On my first visit to Atlantic City in almost 40 years, I began at the north end of the Boardwalk, driving up from behind the nearly completed Revel Resort and Casino, a skinny slab of smoke-colored glass that’s topped by what looks like a giant golf ball. Due to open next month, the Revel is intended to lure an uncharacteristically sleek crowd to Atlantic City. The $2.4 billion project, initiated and eventually dumped by Morgan Stanley, had to be rescued by the State of New Jersey, which extended a $261 million tax credit to the development. The state’s money reassured private investors, who came back to the project with over a billion dollars worth of loans. (Have I mentioned that New Jersey can’t afford to let Atlantic City fail?)

The Boardwalk itself was a happier place than I expected. Maybe because it was Valentine’s Day—which is celebrated in Atlantic City with a group wedding ceremony at Boardwalk Hall—there were a handful of youngish people promenading. There are lightly used casino entrances along the Boardwalk—most people come and go through the parking garages—and I saw endless T-shirt shops, a couple of saltwater taffy outlets, some dubious-looking massage parlors, and a slice of beach reserved for feral cats. It wasn’t a vibrant place, but it wasn’t totally desolate, either. Nothing a big light show and a savvier retail strategy couldn’t fix. It’s hard to go too far wrong with a boardwalk and a beach.

The Atlantic City waterfront is, however, a landscape completely distorted by the peculiar culture and economy of casinos. The attributes that the new master plan calls for—the “communal atmosphere within and around a network of urban streetscapes”—are exactly the qualities that casinos render unnecessary and impossible. Like all casinos, the ones in Atlantic City have a variety of themes on the outside—India, ancient Rome, the gold rush—but inside, the theme is always the same. Casinos are crafted to keep you from even thinking about the outside world. There is a big, beautiful ocean right outdoors, but if you’re deep inside the Showboat or the Taj Mahal, you’d be hard-pressed to find it.

Pacific Avenue, the street that runs parallel to the Boardwalk, is lined with parking garages.
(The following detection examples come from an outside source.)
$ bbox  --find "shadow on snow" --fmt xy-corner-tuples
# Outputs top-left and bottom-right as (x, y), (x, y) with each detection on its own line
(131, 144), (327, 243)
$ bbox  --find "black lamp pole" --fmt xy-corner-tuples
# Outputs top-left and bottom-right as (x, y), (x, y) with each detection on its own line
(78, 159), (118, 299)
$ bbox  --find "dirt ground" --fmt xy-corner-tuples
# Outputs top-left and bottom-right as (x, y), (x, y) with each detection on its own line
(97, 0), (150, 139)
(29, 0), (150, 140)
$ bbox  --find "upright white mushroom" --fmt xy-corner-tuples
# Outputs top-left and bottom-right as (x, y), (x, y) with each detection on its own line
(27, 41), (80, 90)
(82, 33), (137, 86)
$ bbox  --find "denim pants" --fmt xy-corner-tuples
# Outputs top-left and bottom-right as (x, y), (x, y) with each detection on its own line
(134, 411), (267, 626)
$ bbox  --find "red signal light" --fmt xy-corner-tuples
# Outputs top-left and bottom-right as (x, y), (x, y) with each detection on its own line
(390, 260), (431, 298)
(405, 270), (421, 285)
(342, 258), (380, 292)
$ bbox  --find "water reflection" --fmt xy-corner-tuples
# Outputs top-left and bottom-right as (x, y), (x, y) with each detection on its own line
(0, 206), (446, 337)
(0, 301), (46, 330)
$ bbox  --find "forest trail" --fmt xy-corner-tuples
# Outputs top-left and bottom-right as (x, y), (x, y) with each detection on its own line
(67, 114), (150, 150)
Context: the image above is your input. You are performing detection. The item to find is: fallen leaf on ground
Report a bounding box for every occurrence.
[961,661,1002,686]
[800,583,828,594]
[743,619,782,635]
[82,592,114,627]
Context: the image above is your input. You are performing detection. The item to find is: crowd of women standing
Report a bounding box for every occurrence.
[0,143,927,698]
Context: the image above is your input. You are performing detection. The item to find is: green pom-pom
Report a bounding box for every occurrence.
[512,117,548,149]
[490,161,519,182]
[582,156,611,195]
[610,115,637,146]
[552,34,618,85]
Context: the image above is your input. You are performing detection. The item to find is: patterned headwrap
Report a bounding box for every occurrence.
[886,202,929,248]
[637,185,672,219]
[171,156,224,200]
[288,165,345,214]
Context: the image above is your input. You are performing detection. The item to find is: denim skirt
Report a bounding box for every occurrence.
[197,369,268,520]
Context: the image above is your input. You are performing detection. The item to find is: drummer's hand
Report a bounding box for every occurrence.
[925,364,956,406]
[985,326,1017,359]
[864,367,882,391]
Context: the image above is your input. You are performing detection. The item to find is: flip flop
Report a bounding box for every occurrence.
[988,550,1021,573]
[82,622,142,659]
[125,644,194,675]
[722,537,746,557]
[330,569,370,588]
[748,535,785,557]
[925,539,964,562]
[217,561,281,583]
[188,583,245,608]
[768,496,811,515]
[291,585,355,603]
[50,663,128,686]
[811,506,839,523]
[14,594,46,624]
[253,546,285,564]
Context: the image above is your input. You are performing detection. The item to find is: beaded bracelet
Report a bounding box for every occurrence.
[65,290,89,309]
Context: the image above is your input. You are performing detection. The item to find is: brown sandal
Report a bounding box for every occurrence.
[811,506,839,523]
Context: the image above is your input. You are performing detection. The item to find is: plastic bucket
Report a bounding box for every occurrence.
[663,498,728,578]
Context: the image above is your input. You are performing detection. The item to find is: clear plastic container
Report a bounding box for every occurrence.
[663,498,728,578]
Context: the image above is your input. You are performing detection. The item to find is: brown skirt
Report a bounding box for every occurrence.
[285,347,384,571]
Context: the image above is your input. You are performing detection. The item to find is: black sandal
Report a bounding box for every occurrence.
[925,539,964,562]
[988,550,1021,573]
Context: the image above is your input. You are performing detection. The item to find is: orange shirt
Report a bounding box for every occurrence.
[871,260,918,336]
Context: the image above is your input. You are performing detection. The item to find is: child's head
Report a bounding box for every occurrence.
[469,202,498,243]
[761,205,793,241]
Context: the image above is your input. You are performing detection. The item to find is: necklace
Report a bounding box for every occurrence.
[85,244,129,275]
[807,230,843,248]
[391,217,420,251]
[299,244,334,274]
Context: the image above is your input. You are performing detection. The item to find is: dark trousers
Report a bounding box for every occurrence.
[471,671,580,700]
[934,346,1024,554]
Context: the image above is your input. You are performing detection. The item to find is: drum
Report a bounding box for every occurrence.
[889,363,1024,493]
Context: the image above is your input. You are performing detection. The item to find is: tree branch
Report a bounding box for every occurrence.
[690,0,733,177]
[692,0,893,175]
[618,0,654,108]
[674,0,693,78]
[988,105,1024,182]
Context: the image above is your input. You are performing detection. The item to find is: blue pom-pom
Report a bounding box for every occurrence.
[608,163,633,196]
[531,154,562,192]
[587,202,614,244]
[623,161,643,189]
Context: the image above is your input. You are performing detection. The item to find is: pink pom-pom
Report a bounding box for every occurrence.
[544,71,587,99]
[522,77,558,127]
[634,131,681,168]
It also features many acres of vacant land, and blocks of shabby old buildings that, in some other seaside location, would have been restored long ago. “It was one big Mon-opoly game down there,” explained Paul Mas, a managing director at Jones Lang LaSalle. “The reason why you see a lot of undeveloped areas or blighted buildings is because speculators would buy a lot of them up, hoping that a casino would come to them.”

The new master plan has a genius fix for the Pacific Avenue problem. The idea is to, as Mas puts it, “recapture” ground-floor spaces from the parking garages, and fill them with cafés and shops. The Jerde renderings show currently blank facades lit up like Times Square. The plan also calls for transforming Atlantic Avenue, a seedy strip of tattoo parlors and pawn shops one block further west, into a more inviting shopping street
or area residents.

Overall, the master plan is well-intentioned, decent, smart—and perhaps, ultimately, doomed. The whole scheme is an attempt to make Atlantic City into the place it might have become had the casinos never happened, and had depressed real estate values and a gorgeous seaside location eventually attracted a smart new generation of entrepreneurs and investors. Without the casinos, it could have been. The stated purpose of this plan is to turn Atlantic City into “the preferred coastal resort destination of the Northeastern United States.” But really, it’s to make Atlantic City into a more attractive place, so the casinos can continue filling the state’s coffers. In other words, New Jersey is using money generated by gambling to save the casinos from themselves.